Figure 5. Top-down view of the individual (gray) and average (black) principal axes of variability in the V condition. Axes were scaled to an arbitrary length for visualization purposes. Dashed lines show the straight-line paths to each target. Average axes were more convergent toward the starting hand position in the V condition than in the NV condition. In the V condition, the average axis for the middle target demonstrated a small counter clockwise rotation as initial arm posture changed from ADD to ABD. A larger magnitude rotation in the same direction was also observed for this target in the NV condition, as well as for the right target.

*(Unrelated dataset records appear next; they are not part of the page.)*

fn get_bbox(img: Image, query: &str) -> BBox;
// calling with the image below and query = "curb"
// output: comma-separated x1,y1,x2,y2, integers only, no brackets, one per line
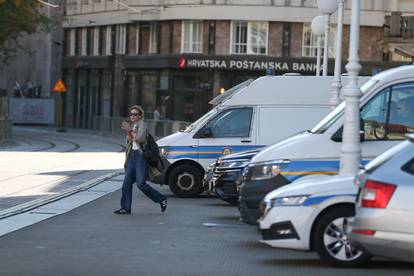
0,170,123,220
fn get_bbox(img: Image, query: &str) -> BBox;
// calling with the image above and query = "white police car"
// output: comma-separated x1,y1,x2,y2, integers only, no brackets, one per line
259,175,370,267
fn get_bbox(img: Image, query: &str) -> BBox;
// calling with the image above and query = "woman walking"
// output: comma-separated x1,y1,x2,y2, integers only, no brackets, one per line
114,105,167,215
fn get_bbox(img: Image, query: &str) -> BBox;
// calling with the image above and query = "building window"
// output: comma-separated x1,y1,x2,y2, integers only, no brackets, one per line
105,26,112,56
302,23,336,58
93,27,100,56
135,24,141,55
149,22,158,54
230,21,269,55
181,21,203,53
69,29,76,56
116,25,126,55
81,28,88,56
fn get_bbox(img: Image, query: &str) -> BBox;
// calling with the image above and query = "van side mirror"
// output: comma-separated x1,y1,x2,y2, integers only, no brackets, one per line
193,127,213,138
331,119,365,142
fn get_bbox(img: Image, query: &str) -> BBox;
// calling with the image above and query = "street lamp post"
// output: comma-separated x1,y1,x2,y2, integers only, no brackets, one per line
340,0,362,175
318,0,338,76
330,0,344,108
311,15,325,76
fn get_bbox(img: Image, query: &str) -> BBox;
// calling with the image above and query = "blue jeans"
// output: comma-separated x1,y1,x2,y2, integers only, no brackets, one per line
121,150,166,211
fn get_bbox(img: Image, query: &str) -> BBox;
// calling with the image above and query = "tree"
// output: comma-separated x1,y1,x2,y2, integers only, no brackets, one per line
0,0,50,64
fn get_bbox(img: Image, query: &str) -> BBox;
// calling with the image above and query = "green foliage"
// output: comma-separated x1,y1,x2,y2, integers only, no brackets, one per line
0,0,50,64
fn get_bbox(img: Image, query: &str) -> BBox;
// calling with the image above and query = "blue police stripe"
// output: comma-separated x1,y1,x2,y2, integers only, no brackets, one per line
303,194,356,206
282,159,370,182
167,145,264,159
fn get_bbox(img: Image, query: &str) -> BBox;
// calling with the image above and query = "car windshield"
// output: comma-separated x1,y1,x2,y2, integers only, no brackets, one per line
311,79,378,134
364,141,412,172
184,107,220,133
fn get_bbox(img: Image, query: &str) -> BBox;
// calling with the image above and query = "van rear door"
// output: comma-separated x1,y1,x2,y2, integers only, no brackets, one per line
194,106,256,168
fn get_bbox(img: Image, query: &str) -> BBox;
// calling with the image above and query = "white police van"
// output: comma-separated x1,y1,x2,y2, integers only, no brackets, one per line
154,76,352,197
241,65,414,197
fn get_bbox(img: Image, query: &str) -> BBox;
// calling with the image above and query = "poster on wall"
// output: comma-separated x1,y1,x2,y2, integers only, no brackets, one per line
9,98,55,125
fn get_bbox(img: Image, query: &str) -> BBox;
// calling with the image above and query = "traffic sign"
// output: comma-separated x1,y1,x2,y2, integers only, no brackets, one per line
53,79,67,93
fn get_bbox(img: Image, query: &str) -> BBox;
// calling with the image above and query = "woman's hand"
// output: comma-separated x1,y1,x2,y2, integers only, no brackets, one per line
121,121,132,133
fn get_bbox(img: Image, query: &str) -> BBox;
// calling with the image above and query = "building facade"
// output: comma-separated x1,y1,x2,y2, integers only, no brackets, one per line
62,0,414,127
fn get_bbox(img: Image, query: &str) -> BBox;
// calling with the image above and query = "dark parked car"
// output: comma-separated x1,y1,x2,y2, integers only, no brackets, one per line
210,150,259,205
349,135,414,262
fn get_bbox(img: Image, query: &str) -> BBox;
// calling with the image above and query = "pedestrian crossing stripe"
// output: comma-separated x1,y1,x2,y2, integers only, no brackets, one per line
53,79,67,92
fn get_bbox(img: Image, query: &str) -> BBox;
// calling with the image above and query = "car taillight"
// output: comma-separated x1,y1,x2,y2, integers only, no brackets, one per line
361,180,397,208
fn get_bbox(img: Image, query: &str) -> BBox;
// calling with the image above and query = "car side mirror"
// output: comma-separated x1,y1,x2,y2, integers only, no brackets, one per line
331,119,365,142
194,127,213,138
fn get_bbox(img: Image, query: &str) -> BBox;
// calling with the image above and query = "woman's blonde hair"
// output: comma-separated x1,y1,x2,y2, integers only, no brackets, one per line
129,105,145,117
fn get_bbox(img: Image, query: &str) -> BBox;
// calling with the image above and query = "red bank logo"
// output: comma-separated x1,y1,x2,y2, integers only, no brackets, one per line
178,58,187,69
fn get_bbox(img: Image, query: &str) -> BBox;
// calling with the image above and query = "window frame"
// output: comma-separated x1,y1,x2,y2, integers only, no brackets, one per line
302,23,337,58
148,22,159,54
229,20,269,56
181,20,204,54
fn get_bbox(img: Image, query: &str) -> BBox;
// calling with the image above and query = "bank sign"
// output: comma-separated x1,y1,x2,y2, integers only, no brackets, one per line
178,57,316,73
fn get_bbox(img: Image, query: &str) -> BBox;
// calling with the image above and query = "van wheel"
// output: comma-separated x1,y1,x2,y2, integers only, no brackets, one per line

When viewed in the sagittal plane, axes for the V condition (Figure 6), showed little variation in elevation across directions or between arm postures. For the left and right targets, axes were aligned along participants’ approximated sight lines to the targets, as previously shown for the individual participant in Figure 3, regardless of initial arm posture. For the middle target, axes did appear to differ somewhat in orientation between postures, being pitched slightly upward for the ADD posture (when viewed from the participant’s perspective) but downward for the ABD posture. In the NV condition (Figure 7), individual axes were again more variable. For some directions (L and R for ADD) average axes were roughly aligned with the approximated sight lines to the targets. For the others, these axes were generally pitched upward, reminiscent of previous findings for memory-guided reaches (Mcintyre et al., 1997, 1998). Apparent effects of posture were also observed but were inconsistent across targets. However, for the middle target this effect was similar to what was observed in the V condition, i.e., a downward rotation as posture changed from ADD to ABD.

FIGURE 6

Figure 6. Lateral view of the individual (gray) and average (black) principal axes of variability in the V condition. Dashed lines show the straight-line paths to each target. Average axes were generally aligned along subjects’ approximated sight lines to the targets. Apparent effects of posture were only observed for the middle target and manifested as a downward rotation as posture changed from ADD to ABD.

FIGURE 7

Figure 7. Lateral view of the individual and average principal axes of variability in the NV condition. Figure conventions follow those of Figure 6. In some cases (e.g., ADD L), average axes were roughly aligned with the approximated sight lines to the targets. More generally however axes were pitched upward, reminiscent of previous findings for memory-guided reaches (Mcintyre et al., 1997, 1998). Similar to the V condition, the axis for the middle target appeared to rotate downward as arm posture changed from ADD to ABD.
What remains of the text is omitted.